2020 Reading Roundup
In 2020, I read 114 books, exceeding my Goodreads Reading Challenge of 100 books (50 MG, 29 Adult, 23 YA, 12 PBs; 59 authors of color, 55 white authors). Here some of my top picks:
1. Middle Grade. I loved so many, but two 2020 MGs stood out: When You Trap a Tiger by Tae Keller (a contemporary fantasy based on Korean myths; a girl uses the power of stories to try to save her dying grandmother) and National Book Award-winner King and the Dragonflies by Kacen Callender (a boy comes to terms with the death of his older brother and being gay).
2. Science Fiction. Out of the 16 sci-fi novels I read, my two top were Network Effect by Martha Wells (the latest installment in one of my favorite series, The Murderbot Diaries, about a rogue security bot who inadvertently bonds with the humans they're tasked to protect) and The City We Became by N.K. Jemisin (an imaginative, expansive story about sentient New York boroughs embodied by people who must save the city).

3. Young adult: My favorite YA reads were Cemetery Boys by Aiden Thomas (a trans Latinx brujo accidentally raises his high school's bad boy from the dead; they fall for each other and solve a mystery) and Call Down the Hawk by Maggie Stievater (the first in a new series spun-off from the Raven King series, about a tortured young man who dreams things into existence and a young woman who forges magical paintings)
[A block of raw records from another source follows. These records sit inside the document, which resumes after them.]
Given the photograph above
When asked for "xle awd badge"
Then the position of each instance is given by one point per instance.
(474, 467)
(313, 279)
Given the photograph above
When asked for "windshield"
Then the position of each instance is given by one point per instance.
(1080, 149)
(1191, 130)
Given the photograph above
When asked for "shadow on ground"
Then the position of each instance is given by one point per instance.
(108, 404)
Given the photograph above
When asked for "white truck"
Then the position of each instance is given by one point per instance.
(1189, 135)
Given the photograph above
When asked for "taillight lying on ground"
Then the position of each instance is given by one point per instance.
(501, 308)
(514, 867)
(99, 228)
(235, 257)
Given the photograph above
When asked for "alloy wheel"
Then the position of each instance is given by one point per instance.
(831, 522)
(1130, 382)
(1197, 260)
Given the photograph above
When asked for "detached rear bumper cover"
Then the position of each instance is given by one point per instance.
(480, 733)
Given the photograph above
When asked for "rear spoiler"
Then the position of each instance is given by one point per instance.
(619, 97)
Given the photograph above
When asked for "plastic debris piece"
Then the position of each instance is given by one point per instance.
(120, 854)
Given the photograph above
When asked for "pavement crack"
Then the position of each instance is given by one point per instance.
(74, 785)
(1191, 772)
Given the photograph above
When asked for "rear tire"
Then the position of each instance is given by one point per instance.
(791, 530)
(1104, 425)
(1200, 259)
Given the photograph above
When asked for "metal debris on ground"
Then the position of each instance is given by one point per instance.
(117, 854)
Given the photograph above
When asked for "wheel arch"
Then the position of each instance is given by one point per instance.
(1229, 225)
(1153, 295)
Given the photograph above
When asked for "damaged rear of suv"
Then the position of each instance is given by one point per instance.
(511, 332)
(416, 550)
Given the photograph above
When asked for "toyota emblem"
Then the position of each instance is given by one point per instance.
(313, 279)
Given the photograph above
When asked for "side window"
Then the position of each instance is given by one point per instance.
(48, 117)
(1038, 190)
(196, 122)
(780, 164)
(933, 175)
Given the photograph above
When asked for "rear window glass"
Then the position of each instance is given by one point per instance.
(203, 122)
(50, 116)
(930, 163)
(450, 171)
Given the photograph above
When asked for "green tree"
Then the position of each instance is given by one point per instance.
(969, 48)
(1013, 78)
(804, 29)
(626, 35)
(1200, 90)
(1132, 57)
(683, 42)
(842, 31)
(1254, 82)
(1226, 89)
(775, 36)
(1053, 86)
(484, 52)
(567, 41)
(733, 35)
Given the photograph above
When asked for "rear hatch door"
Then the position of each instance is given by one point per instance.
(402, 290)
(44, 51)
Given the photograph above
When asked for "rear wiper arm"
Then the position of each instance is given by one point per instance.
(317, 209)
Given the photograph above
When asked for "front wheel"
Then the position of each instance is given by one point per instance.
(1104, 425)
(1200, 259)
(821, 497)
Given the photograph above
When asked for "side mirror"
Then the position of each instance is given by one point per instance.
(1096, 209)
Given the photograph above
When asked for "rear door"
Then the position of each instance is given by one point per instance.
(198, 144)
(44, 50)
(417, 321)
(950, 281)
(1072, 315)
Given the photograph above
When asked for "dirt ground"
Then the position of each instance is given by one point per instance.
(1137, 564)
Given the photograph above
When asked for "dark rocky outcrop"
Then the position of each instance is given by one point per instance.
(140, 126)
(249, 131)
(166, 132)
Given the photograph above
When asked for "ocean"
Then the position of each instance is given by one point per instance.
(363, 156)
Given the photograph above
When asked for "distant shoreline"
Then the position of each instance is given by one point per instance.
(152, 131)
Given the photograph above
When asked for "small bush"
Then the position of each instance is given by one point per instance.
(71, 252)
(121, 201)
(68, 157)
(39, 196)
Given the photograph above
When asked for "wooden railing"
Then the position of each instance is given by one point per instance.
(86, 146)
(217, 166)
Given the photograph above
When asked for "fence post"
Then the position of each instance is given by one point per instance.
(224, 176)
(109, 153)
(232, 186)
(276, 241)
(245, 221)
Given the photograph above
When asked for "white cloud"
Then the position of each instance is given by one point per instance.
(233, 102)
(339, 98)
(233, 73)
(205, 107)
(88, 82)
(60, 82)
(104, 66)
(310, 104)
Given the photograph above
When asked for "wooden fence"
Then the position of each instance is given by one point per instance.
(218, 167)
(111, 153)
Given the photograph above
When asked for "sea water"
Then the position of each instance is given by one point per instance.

4. Nonfiction: My scariest read was Mindf*ck: Cambridge Analytica and the Plot to Break America by whistleblower Christopher Wylie, explaining how data mining our FB data led to both Brexit and the hacking of the U.S. elections, plus the concerted effort by Russians and the likes of Steve Bannon to sow chaos and racism in the United States.

What were some of your favorite reads of 2020?